In the previous post, I mentioned that in the first seven games in January, Bryant averaged 30.6 ppg, 6.1 apg and 4.9 rpg while shooting .500 from the field, .483 from three point range and .847 from the free throw line. Going back a bit further, since December 1, Bryant has averaged 29.0 ppg, 4.8 apg and 5.5 rpg while shooting .484 from the field, .402 from three point range and .871 from the free throw line. Now that Bryant has regained his three point shooting touch while continuing to remain deadly in the paint and from midrange, he is essentially unguardable--he will make some shots and miss some shots but the defense cannot really dictate to him because there are no weak areas of the court to steer him toward.

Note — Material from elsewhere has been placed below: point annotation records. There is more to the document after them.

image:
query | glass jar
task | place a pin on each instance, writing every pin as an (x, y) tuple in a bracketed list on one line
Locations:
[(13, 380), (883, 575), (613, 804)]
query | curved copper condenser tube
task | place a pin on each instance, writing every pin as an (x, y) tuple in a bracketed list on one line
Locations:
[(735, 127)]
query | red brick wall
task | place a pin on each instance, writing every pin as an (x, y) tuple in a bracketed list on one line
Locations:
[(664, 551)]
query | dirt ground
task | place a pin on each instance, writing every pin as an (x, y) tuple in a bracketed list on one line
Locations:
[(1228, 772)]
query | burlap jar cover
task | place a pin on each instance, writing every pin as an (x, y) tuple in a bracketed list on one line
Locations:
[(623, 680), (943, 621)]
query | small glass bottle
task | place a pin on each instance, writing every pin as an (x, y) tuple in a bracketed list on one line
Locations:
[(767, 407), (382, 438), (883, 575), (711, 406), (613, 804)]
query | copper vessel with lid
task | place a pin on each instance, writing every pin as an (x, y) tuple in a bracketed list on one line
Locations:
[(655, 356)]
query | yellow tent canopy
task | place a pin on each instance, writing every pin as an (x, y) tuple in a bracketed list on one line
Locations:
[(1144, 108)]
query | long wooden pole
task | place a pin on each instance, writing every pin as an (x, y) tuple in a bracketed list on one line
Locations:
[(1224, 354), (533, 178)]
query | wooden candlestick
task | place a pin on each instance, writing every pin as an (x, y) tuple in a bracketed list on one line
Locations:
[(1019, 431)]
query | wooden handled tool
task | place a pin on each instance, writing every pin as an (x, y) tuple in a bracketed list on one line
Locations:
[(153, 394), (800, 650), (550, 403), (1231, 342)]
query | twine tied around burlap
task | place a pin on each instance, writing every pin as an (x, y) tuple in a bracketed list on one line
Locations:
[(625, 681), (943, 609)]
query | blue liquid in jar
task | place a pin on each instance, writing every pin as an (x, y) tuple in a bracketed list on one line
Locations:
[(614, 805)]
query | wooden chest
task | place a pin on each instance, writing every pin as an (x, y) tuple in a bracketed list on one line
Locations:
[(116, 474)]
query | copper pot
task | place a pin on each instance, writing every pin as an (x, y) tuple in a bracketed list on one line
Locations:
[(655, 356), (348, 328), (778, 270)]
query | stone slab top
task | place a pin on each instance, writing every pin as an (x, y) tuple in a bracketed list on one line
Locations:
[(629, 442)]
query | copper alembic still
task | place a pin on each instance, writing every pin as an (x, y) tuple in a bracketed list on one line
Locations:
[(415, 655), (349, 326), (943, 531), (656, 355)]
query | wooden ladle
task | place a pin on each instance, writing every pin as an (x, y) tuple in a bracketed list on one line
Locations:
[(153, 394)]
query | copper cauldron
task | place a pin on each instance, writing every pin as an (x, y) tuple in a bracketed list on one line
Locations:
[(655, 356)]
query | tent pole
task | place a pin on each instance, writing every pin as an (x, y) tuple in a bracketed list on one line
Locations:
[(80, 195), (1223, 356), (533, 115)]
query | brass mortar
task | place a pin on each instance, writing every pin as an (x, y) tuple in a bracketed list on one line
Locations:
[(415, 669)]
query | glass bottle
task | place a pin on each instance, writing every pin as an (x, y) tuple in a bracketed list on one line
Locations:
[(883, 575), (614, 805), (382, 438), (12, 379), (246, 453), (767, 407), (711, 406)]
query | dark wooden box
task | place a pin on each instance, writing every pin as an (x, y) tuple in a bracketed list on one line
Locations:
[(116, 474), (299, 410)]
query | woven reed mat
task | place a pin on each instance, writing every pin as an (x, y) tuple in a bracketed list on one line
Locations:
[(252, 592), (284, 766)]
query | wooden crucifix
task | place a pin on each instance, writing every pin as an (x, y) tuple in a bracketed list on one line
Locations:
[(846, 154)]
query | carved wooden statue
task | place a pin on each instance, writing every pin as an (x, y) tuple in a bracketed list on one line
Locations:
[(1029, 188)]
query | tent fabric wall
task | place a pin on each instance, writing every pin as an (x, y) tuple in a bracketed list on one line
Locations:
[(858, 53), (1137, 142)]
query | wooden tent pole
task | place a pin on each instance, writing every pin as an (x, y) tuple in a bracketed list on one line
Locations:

Bryant scored 13 fourth quarter points for the Lakers in their 105-100 win at Houston on Tuesday, including 11 of their 15 points in a 5:50 run when they went from down 89-87 to up 102-100 after a Bryant three pointer that proved to be the game-winning shot. Pau Gasol and Andrew Bynum finished the game with 11 points each and combined to grab eight rebounds, one more than Bryant's team-high tying total (Bryant led the Lakers with 33 points and also had a team-high tying four assists). Although the Lakers have a lot of depth, some of that depth has been eliminated due to injuries and even before those injuries struck it has often been up to Bryant to close out games, including games in which the Lakers once enjoyed comfortable leads before he went to the bench for a brief rest; Jackson eventually had to switch his rotation up and leave Bryant in games at the start of the fourth quarter to stabilize things, a marked contrast to the situation with Cleveland, where James has frequently sat out substantial portions of fourth quarters as the Cavs rode their suffocating defense and rebounding dominance to victories.
I think that Kobe Bryant and LeBron James are head and shoulders above everyone else in the NBA right now (I need to see Dwyane Wade healthy and playing at this level for a full season before I'll put his name back in the discussion). James is obviously an MVP level player and has been one for quite some time--but there is an old boxing saying that to beat the champ you have to knock him out. Last year, Bryant finally earned overdue recognition as the MVP and the league's best all-around player and he is playing as well or better this season for the team that has the best record in the NBA. James is right behind Bryant, just like his Cavs are right behind the Lakers, but it is premature to say that James has surpassed Bryant and it is certainly premature to say--as some have suggested--that the MVP discussion is closed. More than half the season remains to be played, so both players will have plenty of opportunities to make their case for winning the 2009 MVP.